これらのXeは隕石に含まれる微小なダイアモンドや、シリコンカーバイドなどに含まれている。
酸素同位体
岩石試料が熱を受けるなどの地質学的な過程の影響を受けると酸素の同位体比が変動する。縦軸に酸素の17と16の比、横軸に酸素の18と16の比をとって示すと、このような通常の質量分別過程を経験した試料のデータは傾き0.5の直線上に並ぶ。しかし隕石の中には酸素の同位体のデータが傾き1の直線に載るものがある。このような酸素はヘリウム燃焼や炭素に対するヘリウム原子核の結合で生じた純粋な質量数16の酸素が加わったものと説明されている。これは赤色巨星の中心部で起こる過程である。1973年にシカゴ大学のClayton達によって発表された。
しかし広く受け入れられてきたこの説は、提案者であるClayton自身により1999年に撤回された。明らかに赤色巨星に原因を持つは他の同位体異常と酸素の同位体異常が同時に発見されることがなかったためである。
Ne-E
隕石に含まれる大部分のネオンの同位体組成は、太陽型ネオン(Solar)、惑星型ネオン(Planetary)、宇宙線による原子核破砕生成物(Spallogenic)の3つの成分が作る三角形の中に分布する。しかし、隕石の加熱温度を徐々に上げ、隕石から出てくるネオンの同位体を測定すると、ほとんど純粋な22Neが検出されることがある。このネオンをNe-Eと呼ぶ。Ne-Eは炭素燃焼過程、酸素燃焼過程に伴って生じる元素合成仮定で作られた半減期の短い22Naが隕石に取り込まれたあと22Neに崩壊したものと考えられている。
Xe-HL
隕石の含むXeの同位体組成は、地球大気中のXeの同位体組成と比べて軽い同位体が多く、重い同位体は少ない。この違いを、地球が出来るとき、選択的に重いXeを捕らえたなどいくつかの節で説明しようとしても、完全に説明することは出来ない。隕石の含むXe同位体は重いXeと軽いXeに富んでいることは否定できない事実となってきている。

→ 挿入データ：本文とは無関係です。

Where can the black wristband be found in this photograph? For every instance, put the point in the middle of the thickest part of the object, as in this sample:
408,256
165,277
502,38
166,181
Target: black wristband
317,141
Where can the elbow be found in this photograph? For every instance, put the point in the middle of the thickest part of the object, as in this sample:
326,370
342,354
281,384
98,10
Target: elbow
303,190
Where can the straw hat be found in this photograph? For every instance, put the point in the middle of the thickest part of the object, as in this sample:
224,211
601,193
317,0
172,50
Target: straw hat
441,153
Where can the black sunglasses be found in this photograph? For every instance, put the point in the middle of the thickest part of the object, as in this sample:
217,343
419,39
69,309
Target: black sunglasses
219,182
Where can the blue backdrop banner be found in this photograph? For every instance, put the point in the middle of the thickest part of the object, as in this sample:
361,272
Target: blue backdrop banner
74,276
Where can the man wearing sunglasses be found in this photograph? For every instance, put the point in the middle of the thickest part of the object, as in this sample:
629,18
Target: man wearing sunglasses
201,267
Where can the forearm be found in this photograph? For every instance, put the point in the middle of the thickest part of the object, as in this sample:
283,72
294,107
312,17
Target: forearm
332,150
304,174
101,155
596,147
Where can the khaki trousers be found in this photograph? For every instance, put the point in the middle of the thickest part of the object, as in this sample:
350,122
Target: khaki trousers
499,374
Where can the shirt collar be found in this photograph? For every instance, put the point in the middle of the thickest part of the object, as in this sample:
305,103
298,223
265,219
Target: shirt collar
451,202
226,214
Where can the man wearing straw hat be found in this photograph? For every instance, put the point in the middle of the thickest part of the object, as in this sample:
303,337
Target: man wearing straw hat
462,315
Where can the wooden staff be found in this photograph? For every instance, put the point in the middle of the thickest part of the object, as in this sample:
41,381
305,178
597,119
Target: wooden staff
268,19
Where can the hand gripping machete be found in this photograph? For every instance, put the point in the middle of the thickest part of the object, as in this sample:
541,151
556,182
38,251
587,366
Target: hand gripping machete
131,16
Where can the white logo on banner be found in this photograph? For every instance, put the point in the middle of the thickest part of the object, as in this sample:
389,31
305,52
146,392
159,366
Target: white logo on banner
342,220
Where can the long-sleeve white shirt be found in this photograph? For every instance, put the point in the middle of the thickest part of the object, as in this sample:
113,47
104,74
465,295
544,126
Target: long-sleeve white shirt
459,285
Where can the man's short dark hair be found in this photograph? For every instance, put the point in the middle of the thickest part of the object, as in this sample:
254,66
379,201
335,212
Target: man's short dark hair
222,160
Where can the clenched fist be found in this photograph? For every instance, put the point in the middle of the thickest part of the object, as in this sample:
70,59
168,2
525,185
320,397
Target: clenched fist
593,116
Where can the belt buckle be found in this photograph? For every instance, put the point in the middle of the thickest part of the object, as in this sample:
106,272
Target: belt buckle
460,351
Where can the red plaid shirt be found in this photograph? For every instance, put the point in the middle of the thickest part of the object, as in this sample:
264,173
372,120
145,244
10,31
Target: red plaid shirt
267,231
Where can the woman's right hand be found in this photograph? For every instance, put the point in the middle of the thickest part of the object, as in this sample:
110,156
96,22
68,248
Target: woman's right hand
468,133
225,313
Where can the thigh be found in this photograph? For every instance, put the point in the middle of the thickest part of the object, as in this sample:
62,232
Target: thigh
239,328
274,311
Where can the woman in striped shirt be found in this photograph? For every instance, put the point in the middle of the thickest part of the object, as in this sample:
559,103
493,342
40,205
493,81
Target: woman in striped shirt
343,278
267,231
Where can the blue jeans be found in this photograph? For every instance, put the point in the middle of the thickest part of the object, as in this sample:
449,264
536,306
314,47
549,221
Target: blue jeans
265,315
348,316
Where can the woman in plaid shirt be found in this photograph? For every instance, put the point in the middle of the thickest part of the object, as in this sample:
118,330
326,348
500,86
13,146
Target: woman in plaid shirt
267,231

重いXe同位体の過剰をウランやプルトニウムの自発核分裂の生成物で説明しようとする試みも成功しなかった。現在もっとも有力な仮説では、この過剰な重いXe同位体と軽い同位体は超新星爆発時にr過程ならびにp-過程で作られると考えている。
Xe-S
一方、隕石試料を慎重に処理してXe同位体を測定すると、質量数128から132までの同位体だけが含まれている場合がある。このXeは赤色巨星の外縁部でs-過程によって作られたとされている。